I have always wanted to become a teacher. It was not until I was inspired by one of my high school math teachers that I became passionate about math as well. So, I decided to put my passion for math and teaching together and set out on a journey to become a high school math teacher. I graduated from Sonoma State University in May of 2017 with a BA in Mathematics and a concentration in secondary education. In May of 2018 I completed the Single Subject Credential program at Sonoma State University.
My Teaching Philosophy:
I believe that all students have the right to learn. A good teacher is able to give all students an access point into the content regardless of where their skill level is. Lessons need to be structured so that students are given multiple representations of a particular concept or skill. In other words, material should be presented orally, visually, and through manipulatives. I also believe students need to be given choice when they have to demonstrate their understanding. Everyone has strengths as well as weaknesses and it is necessary to play on those strengths when having students demonstrate what they have learned.
One of the most important skills students will learn is how to collaborate. I believe that working in a collaborative environment is crucial to learning how to be a productive member of the workforce. Not only does working in a collaborative classroom prepare students for the workforce, it also helps students learn how to think critically and critique the reasoning of others. In today's age of information it is important that students learn how to analyze information and be critical before believing it is true.
In order for students to feel comfortable with collaborating with one another, the classroom environment needs to be a safe space. Trust is a necessity to a successful classroom full of rich discussion and collaborative learning. Students need to be able to feel comfortable with one another so that they are not afraid to be wrong or to respectfully critique the reasoning of their peers. To create a safe space, students need to have time to get to know one another and trust needs to be built. Before delving deep into content, I believe it is important to give students time to get to know both the teacher and their peers through community building activities.
Every lesson should start with what the students know. Students come with their own "funds of knowledge" that stem from personal life experience, cultural experience and previous background knowledge. It is important to allow students to share what they know about a particular topic before teaching students more information about it. Not only does this get students more engaged in the content, it allows them to take ownership of the content.
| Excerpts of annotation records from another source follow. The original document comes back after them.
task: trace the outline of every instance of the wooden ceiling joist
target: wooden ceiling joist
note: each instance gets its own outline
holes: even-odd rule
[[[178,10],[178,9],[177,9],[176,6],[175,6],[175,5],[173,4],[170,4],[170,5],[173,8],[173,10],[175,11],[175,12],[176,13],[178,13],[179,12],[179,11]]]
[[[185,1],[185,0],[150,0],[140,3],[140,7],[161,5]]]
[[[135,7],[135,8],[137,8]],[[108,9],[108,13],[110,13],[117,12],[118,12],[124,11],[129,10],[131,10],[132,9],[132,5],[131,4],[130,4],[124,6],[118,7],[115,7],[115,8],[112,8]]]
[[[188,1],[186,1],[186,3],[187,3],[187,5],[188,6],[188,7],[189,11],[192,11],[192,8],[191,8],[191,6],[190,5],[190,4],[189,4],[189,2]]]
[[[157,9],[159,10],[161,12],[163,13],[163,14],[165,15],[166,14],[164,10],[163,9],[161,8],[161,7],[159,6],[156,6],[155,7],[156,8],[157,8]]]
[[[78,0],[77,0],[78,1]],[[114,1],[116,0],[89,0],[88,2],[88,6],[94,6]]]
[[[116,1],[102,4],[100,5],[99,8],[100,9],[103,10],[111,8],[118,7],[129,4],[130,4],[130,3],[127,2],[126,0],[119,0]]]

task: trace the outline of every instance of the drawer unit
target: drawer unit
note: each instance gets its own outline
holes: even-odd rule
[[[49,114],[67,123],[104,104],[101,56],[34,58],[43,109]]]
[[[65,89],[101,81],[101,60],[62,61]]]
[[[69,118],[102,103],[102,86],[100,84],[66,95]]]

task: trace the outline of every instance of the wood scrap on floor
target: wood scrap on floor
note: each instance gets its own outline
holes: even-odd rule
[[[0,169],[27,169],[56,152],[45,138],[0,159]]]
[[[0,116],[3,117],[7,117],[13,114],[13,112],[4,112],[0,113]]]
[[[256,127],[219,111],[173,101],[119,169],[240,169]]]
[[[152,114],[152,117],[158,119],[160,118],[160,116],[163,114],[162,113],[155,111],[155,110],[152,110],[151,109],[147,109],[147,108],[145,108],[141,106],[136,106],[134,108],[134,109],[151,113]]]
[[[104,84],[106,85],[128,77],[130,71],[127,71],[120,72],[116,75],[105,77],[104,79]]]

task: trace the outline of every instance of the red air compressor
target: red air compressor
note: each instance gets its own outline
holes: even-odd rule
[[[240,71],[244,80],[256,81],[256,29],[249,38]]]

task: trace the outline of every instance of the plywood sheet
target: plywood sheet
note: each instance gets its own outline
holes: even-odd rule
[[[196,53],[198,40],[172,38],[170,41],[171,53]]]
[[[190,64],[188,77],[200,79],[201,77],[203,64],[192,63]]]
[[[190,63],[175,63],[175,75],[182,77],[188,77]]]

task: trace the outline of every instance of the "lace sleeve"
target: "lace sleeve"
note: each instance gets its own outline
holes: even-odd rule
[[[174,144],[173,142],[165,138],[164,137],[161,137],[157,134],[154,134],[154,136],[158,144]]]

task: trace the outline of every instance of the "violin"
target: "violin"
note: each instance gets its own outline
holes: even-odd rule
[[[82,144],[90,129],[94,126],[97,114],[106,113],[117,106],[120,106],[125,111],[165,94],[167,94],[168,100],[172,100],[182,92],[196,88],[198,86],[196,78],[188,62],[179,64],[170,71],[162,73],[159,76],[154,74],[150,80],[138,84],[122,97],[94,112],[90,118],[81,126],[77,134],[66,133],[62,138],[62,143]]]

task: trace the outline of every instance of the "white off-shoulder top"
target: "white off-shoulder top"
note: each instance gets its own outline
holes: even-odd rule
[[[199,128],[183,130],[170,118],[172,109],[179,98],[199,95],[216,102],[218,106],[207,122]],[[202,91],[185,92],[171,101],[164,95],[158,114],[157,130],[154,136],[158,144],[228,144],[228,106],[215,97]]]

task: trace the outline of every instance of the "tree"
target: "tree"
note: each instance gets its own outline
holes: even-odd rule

Finally, I believe in a philosophy of assisted discovery. While some lecture is necessary for guidance, if lecture must occur I think it should be an open lecture where students can share their ideas. Students should be allowed to discover the content on their own through projects and tasks that guide them toward an end goal. Ideally, students should discover the material on their own; however the teacher is there to lead them in the right direction when it is necessary. Content tends to stick much better when it stems from discovery and projects as opposed to lecture and memorization. Conceptual understanding and analytical skill building is the ultimate goal of assisted discovery instead of regurgitating content.